Digressing for a moment on the China situation, the recent spike in China's inter-bank lending rate caused a huge sell off in China's markets two weeks ago. Chinese markets stabilized, however, when it was believed that the worst of the liquidity crunch was behind them. This is somewhat akin to the liquidity crunch in the US in 2008, as well as the subsequent crisis Europe a couple of years later. Two weeks ago, as the liquidity in China was reaching a head, the Chinese central bank said it had no intention of injecting more liquidity into the Chinese banking system, and that banks needed to do a better job of shoring up their balance sheets. This is essentially "tough love," which in our view is the correct way to deal with weak banks on the belief that no bank is too big to fail. When a country or company or even a bank is bankrupt, they're bankrupt. A country should not deny it and try to prop them up. Obey reality. In Scandinavia in the early 1990s, similar problems arose, but the monetary authorities decided it was best to let banks take their losses. As a result they suffered much pain for a few years, but once the system had been cleansed and the zombie businesses and banks were pushed out, they boomed again. Perhaps China has learned the lessons of others and is the wiser here.
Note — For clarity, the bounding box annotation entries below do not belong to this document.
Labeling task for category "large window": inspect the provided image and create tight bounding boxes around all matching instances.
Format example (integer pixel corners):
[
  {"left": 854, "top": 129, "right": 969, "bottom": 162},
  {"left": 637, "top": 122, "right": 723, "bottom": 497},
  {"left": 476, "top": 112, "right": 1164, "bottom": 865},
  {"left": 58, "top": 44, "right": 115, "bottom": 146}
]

3-D stocks Three D Systems (DDD) and Stratasys (DDD) made strong move on Friday on news that Microsoft is engaging in a "push out" of 3-D systems by including a native API in its upcoming Windows 8.1 update. The movement of 3-D printing into the consumer mainstream could be a driver for continued upside in these stocks. Both stocks are trying to break out of sloppy patterns, which may lead to some volatility on these breakout attempts. However, if the price/volume action remains consistent and some of the sloppiness is squeezed out of the patterns by the breakouts, then they become quite buyable. It may be best to watch for the first pullbacks in these stocks, particularly SSYS given its extended move so far, for signs of constructive action that may be bought into.